A la nave de Jacinto Maestre y Henar Gutiérrez se llega por un camino de tierra ubicado a las afueras de Castrillo de la Guareña. Allí, en medio de una larga recta, se levanta la explotación de conejos de esta pareja que se lanzó al negocio en 2009, decidió ampliar en 2016 y apuntó un hito tan inesperado como perjudicial en agosto de 2025. A finales de ese mes, cuando la provincia empezaba a despertarse de la pesadilla de los incendios, el fuego alcanzó las dependencias de esta ganadería cunícola. Y arrasó.

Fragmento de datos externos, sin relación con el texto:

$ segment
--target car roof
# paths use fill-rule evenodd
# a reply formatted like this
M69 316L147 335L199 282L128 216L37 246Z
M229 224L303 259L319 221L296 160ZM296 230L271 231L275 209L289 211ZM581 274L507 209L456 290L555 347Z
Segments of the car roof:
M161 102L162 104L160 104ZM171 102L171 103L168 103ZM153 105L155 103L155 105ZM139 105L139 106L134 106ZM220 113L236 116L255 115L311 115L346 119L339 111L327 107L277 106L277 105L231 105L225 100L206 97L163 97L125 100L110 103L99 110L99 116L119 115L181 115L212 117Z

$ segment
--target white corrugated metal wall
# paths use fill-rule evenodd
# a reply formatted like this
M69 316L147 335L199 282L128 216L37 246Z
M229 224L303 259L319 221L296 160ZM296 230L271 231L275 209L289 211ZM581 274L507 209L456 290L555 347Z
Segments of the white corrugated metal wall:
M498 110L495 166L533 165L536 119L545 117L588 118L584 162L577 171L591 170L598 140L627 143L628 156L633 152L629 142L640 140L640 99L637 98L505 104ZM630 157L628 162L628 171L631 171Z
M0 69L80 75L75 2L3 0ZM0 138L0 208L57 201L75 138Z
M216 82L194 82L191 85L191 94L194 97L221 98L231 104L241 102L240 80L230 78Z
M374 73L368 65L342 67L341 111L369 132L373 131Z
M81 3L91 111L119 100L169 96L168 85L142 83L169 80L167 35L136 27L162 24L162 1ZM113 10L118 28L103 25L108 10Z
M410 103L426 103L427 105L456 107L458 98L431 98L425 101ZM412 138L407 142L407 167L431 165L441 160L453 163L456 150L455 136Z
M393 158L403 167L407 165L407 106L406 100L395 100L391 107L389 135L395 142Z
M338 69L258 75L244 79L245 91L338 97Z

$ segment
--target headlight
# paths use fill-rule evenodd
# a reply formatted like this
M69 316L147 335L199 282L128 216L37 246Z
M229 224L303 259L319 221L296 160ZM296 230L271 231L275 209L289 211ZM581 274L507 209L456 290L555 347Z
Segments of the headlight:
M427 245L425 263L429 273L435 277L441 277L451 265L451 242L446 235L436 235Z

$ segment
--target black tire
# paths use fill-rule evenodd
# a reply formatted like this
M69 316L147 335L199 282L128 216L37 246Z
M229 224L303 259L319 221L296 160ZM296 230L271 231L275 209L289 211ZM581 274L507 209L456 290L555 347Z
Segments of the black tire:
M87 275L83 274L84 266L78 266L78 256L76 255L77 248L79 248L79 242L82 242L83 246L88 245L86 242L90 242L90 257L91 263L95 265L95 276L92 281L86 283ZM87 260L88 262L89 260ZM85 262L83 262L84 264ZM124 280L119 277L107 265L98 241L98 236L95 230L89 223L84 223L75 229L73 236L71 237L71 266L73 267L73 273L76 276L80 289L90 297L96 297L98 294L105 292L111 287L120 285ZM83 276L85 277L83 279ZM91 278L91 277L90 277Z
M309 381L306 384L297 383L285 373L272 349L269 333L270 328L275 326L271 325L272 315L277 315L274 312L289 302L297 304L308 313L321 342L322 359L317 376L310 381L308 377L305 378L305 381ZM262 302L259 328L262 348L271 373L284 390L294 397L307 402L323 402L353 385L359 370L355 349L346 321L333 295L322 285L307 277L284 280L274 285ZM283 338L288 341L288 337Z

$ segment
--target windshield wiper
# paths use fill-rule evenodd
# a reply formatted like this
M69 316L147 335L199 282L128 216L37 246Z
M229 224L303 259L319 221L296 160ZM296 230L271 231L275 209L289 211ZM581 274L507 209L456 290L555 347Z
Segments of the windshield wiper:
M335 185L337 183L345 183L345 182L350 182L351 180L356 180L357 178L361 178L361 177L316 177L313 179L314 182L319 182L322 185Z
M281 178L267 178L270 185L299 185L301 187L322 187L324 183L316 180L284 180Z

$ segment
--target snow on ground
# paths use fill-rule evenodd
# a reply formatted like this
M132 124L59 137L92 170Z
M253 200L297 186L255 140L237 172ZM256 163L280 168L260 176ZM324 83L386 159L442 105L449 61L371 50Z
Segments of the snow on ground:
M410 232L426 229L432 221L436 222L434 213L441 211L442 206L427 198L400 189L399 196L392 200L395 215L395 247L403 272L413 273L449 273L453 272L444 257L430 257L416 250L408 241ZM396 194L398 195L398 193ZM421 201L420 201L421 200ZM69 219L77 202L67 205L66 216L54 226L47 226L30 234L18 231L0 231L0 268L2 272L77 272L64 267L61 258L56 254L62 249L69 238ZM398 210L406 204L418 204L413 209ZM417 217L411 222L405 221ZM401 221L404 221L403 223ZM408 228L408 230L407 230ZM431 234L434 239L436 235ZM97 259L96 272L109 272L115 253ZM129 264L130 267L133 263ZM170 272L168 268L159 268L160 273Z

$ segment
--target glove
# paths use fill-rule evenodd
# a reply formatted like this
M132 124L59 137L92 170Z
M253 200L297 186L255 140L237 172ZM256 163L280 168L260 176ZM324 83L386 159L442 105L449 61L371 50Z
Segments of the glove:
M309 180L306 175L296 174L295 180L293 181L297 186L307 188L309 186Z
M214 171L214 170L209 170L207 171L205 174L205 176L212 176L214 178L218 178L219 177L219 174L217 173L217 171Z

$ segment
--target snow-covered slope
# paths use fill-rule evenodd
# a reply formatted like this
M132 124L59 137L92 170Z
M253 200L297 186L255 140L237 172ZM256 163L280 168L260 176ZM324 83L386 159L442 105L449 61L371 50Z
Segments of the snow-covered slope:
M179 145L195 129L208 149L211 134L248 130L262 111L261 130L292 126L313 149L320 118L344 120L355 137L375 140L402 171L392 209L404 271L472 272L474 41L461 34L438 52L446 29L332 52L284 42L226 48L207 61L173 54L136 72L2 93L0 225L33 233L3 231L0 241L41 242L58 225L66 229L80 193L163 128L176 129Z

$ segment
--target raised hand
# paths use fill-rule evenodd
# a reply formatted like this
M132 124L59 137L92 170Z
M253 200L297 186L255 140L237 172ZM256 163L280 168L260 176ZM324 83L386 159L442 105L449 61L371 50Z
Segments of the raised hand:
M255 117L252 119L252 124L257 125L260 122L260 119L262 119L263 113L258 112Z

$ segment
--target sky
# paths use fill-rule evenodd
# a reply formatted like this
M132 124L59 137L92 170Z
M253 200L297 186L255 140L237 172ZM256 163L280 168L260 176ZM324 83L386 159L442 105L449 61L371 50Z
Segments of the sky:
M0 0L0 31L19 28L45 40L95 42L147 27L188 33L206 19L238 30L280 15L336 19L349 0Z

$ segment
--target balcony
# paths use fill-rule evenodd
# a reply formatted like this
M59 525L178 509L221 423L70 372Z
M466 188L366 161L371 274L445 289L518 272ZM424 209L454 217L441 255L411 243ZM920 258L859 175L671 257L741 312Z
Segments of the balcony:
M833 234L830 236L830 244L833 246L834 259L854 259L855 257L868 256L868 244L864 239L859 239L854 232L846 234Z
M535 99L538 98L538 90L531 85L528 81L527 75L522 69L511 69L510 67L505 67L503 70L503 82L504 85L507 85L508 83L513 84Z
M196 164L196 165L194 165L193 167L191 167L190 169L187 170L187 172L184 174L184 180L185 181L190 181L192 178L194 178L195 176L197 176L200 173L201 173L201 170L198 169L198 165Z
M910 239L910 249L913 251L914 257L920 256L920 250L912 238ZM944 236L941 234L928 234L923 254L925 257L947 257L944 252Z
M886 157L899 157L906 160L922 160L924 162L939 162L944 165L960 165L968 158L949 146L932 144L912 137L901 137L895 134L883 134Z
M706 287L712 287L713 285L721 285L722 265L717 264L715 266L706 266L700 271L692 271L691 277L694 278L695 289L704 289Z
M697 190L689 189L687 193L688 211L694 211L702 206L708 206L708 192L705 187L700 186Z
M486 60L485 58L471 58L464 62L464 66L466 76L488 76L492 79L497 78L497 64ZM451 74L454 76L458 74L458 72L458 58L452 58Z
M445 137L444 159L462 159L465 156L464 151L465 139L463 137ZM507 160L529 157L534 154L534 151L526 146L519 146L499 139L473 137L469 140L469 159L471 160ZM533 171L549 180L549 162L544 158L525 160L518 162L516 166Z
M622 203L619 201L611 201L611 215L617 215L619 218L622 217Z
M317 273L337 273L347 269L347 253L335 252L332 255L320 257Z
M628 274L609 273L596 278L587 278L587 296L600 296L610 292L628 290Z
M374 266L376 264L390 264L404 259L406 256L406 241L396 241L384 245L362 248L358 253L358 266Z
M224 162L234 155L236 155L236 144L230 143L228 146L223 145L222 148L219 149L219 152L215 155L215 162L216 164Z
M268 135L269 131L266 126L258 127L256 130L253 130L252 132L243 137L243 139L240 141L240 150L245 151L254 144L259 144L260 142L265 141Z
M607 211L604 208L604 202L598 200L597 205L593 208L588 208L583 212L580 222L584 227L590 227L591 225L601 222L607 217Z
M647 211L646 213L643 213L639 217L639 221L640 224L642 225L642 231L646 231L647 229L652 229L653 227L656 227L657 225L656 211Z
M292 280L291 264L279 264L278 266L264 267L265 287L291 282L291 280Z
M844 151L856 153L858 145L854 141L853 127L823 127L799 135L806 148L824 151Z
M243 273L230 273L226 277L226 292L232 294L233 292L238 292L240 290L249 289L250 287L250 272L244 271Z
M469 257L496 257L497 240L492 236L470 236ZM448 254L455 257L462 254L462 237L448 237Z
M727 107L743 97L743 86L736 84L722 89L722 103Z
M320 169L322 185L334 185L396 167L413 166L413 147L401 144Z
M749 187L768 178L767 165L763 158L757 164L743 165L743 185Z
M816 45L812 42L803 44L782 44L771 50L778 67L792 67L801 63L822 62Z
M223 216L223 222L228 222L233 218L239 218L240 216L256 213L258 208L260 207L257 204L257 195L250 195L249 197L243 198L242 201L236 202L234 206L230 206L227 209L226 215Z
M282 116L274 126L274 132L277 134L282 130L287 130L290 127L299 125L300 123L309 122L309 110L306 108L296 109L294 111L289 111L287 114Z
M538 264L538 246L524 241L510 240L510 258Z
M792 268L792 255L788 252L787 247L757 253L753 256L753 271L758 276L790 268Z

Jacinto lo cuenta allí, sobre el terreno, tras atender a uno de los proveedores. De fondo, la vigilancia de sus perros y la faena de los trabajadores en la parte nueva, la que se salvó. El fuego afectó a la zona original de la explotación: «Según los peritos, todo empezó en una luminaria. A partir de ahí, se prendió el sandwich y quemó todo el tejado por debajo. La nave quedó calcinada», resume el ganadero. Ocurrió a las dos y media de la tarde, pero no hubo manera de intervenir.

Esos son los hechos. Los datos impactan más. En la nave calcinada murieron 680 hembras y 5.300 gazapos. «No hubo llama. Nos dijeron que eso se quemó como un cigarro», aclara Jacinto. Los animales perecieron a causa del calor. Además, en la parte contigua, sin luz, agua, comida o ventilación durante el tiempo en el que nadie pudo entrar al recinto, se vieron afectados otros 400 animales que tuvieron que ir al matadero. En números redondos, el incendio se llevó por delante a 6.500 ejemplares.

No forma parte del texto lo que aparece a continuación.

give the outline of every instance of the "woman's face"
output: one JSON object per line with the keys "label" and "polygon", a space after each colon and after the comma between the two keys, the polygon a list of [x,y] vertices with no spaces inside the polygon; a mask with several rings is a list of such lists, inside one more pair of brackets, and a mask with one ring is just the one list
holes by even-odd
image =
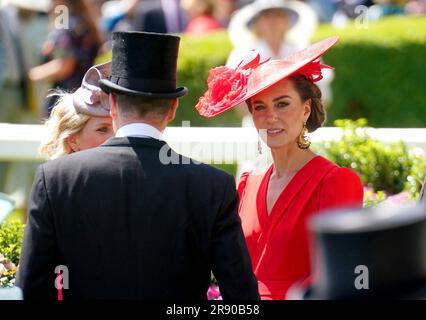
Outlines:
{"label": "woman's face", "polygon": [[265,10],[254,25],[257,36],[264,40],[282,39],[289,27],[287,14],[279,9]]}
{"label": "woman's face", "polygon": [[110,117],[90,117],[81,131],[76,133],[69,144],[74,151],[97,147],[114,135]]}
{"label": "woman's face", "polygon": [[303,102],[293,82],[281,80],[251,99],[253,122],[271,149],[295,144],[309,118],[310,102]]}

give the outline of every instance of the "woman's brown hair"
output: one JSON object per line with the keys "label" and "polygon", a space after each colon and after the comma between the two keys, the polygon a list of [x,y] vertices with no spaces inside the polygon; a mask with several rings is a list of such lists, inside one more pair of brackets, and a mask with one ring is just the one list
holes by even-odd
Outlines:
{"label": "woman's brown hair", "polygon": [[289,80],[293,83],[302,102],[311,101],[311,114],[306,121],[308,131],[313,132],[322,127],[326,119],[326,113],[321,101],[322,93],[320,88],[302,75],[291,76]]}

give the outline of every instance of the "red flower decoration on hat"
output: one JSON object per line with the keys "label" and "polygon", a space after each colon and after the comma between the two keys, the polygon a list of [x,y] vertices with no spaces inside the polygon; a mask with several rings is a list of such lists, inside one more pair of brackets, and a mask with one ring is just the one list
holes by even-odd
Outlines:
{"label": "red flower decoration on hat", "polygon": [[297,70],[295,74],[300,74],[311,82],[317,82],[323,78],[322,69],[334,70],[333,67],[322,64],[320,61],[312,61],[301,69]]}
{"label": "red flower decoration on hat", "polygon": [[247,81],[252,70],[267,61],[260,62],[260,55],[257,54],[252,61],[244,66],[241,66],[241,62],[236,69],[221,66],[210,70],[208,90],[195,106],[199,114],[210,118],[241,100],[247,93]]}

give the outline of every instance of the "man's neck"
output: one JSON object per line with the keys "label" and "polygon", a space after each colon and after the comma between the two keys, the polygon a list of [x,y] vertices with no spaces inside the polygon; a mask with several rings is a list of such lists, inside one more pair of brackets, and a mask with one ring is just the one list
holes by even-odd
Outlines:
{"label": "man's neck", "polygon": [[143,123],[143,124],[150,125],[160,132],[163,132],[166,129],[166,124],[164,124],[164,123],[158,123],[156,121],[150,121],[150,120],[147,120],[147,119],[140,119],[140,118],[129,119],[129,120],[125,120],[125,121],[115,120],[115,121],[113,121],[113,123],[114,123],[114,131],[115,132],[117,132],[118,129],[120,129],[120,128],[126,126],[126,125],[137,124],[137,123]]}

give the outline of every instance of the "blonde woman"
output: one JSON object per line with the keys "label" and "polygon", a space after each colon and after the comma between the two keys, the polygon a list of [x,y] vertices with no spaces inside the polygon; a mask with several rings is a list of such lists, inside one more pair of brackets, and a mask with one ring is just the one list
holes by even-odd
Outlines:
{"label": "blonde woman", "polygon": [[40,148],[47,158],[97,147],[114,135],[108,96],[98,87],[110,69],[110,63],[94,66],[76,92],[54,93],[58,101],[45,123],[47,136]]}

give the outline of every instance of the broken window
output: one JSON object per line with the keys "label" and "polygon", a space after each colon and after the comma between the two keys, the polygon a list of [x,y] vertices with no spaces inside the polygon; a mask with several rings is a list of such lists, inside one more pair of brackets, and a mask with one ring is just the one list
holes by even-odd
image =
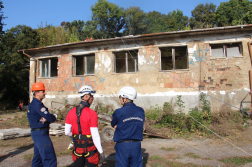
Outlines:
{"label": "broken window", "polygon": [[188,69],[187,47],[160,48],[161,70]]}
{"label": "broken window", "polygon": [[242,56],[241,43],[228,43],[228,44],[212,44],[211,56],[212,57],[235,57]]}
{"label": "broken window", "polygon": [[115,72],[137,72],[138,71],[138,51],[116,52],[115,55]]}
{"label": "broken window", "polygon": [[40,77],[56,77],[58,58],[40,60]]}
{"label": "broken window", "polygon": [[95,55],[74,56],[74,75],[94,74]]}

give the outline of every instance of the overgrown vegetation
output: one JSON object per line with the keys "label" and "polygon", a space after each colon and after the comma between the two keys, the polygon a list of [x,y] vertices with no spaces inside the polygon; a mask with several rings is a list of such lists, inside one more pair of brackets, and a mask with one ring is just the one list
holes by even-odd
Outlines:
{"label": "overgrown vegetation", "polygon": [[244,130],[244,122],[238,111],[232,111],[224,105],[220,111],[212,112],[211,103],[207,95],[200,94],[199,107],[191,108],[188,114],[184,113],[182,96],[177,96],[175,103],[165,102],[163,107],[152,106],[146,111],[146,117],[154,127],[168,127],[176,134],[196,133],[200,136],[211,134],[212,129],[221,136],[233,135],[234,130]]}

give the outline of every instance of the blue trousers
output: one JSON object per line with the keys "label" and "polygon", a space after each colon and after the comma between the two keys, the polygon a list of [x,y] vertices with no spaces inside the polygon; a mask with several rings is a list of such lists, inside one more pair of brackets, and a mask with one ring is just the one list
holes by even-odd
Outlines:
{"label": "blue trousers", "polygon": [[143,167],[141,142],[116,143],[115,167]]}
{"label": "blue trousers", "polygon": [[49,130],[31,131],[31,137],[34,141],[32,167],[57,167],[57,159],[49,137]]}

Las cifras desde el punto de vista económico son algo menos precisas. Unos 6.000 euros los gazapos y 60.000 las madres, estima Jacinto, que ahora camina entre la desazón por las pérdidas, la faena que no para y el jaleo del seguro. Este último asunto es clave, como podrá intuir el lector. «Estamos esperando a ver cómo se soluciona y, si no, pues nada. Se cerraría esa nave y de la gente que tengo allí prescindiría», comenta el ganadero mientras observa de lejos a sus empleados.

Eso es, básicamente, ponerse en lo peor, pero las expectativas no son tan malas. «Nos han dado buenas esperanzas de que se puedan cubrir todos los daños», admite Jacinto, que se lamenta estos días de no haber contemplado en la póliza todo lo que tiene que ver con el lucro cesante, más allá de la pérdida directa. Eso sí que se ha esfumado. «Mejor no pensarlo», desliza el ganadero natural de Castronuño, pero afincado en Castrillo desde hace muchos años.

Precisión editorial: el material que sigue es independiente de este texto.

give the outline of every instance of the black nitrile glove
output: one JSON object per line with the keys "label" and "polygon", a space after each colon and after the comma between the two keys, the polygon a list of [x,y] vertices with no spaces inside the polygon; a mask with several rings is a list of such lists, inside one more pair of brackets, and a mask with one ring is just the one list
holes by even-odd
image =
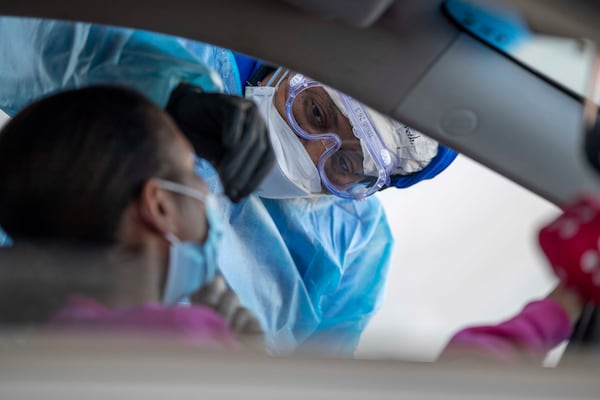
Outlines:
{"label": "black nitrile glove", "polygon": [[252,101],[182,83],[166,109],[196,154],[216,168],[232,201],[249,195],[273,166],[269,132]]}

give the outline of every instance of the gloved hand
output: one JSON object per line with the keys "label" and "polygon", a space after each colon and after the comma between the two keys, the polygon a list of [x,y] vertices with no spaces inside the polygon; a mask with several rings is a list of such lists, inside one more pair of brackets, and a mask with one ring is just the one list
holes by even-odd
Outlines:
{"label": "gloved hand", "polygon": [[561,285],[600,304],[600,199],[583,197],[540,230],[539,242]]}
{"label": "gloved hand", "polygon": [[232,201],[249,195],[273,166],[269,132],[252,101],[182,83],[166,110],[196,154],[216,168]]}

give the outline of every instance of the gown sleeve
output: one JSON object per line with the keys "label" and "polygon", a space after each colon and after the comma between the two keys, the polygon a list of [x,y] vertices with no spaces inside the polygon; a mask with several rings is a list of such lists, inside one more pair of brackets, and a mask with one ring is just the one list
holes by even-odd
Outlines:
{"label": "gown sleeve", "polygon": [[182,81],[206,91],[224,90],[208,65],[217,50],[200,43],[191,47],[174,36],[0,17],[0,37],[0,109],[11,116],[40,96],[93,84],[133,87],[161,107]]}

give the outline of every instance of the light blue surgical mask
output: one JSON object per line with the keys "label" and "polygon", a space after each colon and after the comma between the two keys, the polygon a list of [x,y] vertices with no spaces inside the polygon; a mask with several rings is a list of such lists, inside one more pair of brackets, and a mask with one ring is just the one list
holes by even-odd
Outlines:
{"label": "light blue surgical mask", "polygon": [[159,186],[170,192],[202,201],[208,219],[208,237],[202,244],[181,241],[172,233],[166,235],[171,248],[163,304],[177,305],[187,303],[190,295],[215,277],[223,225],[218,215],[217,202],[212,194],[166,180],[159,180]]}

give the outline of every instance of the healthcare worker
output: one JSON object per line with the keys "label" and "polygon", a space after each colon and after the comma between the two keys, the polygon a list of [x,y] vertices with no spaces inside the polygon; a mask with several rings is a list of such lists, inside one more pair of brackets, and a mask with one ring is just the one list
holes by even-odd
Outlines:
{"label": "healthcare worker", "polygon": [[[210,160],[202,154],[207,121],[194,102],[214,91],[255,101],[277,159],[258,195],[242,199],[248,187],[236,188],[223,163],[199,159],[196,166],[212,191],[235,201],[221,210],[229,222],[221,271],[258,316],[271,354],[353,353],[380,305],[393,244],[384,210],[370,195],[435,176],[455,152],[307,77],[214,46],[17,18],[0,19],[0,36],[10,38],[0,43],[0,108],[9,114],[58,89],[120,82],[166,106]],[[220,160],[238,154],[256,162],[249,156],[254,143],[240,142],[245,147],[234,141]]]}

Aqui, con los conejos, lleva 16: «Hay rachas que van mejor y otras que van peor, pero nosotros estábamos bien. Si no, no hubiéramos hecho la otra nave. Ahora, llorar no te sirve de nada porque ya estás metido», constata Jacinto, que recalca lo «sacrificado» del negocio y los dolores de cabeza que supone tener gente en nómina. Aunque, en ese sentido, concede que él ha tenido suerte: «Hay compañeros a los que eso no les funciona o no encuentran», aclara.
De eso habla Jacinto, y también de los 24.000 animales con los que se puede juntar en alguna fase del año. Luego, pasa a enseñar la zona quemada. El ganadero cruza por una zona donde se amontonan utensilios abrasados que «aún no se pueden tocar», a causa del proceso del seguro, y avanza hacia el interior por un estrecho pasillo en el que se pueden ver las dos partes de la nave: la primera evitó males mayores; la segunda está completamente ennegrecida.

El plan de reconstrucción
Antes de acceder a esa parte más dañada, Jacinto señala hacia arriba para identificar la luminaria que causó el desastre. Luego, pasa hacia ese espacio arrasado donde aún resiste un intenso olor a quemado: «Y ya se ha ido mucho», asegura el ganadero. La ventilación ayuda, pero hasta que no se haga la obra y se pinte no habrá manera de quitarlo por completo: «En la nave de al lado ya tenemos idea de meter conejas la semana que viene, para no perder tiempo», anuncia el dueño de la explotación.
Mientras, toca remodelar la otra parte para la cría: «Por eso vamos contrarreloj», explica Jacinto, pendiente de que el seguro diga algo para tomar aire. Le iría bien, por ejemplo, para el anticipo de las jaulas. El proveedor no arranca con el trabajo hasta que no recibe un primer pago. El ganadero remata con esto y con una defensa pausada, pero convencida, de la vida en los pueblos. Él la disfruta, a pesar de palos como este, que tardará en irse de su cabeza: «El disgusto no se pasa».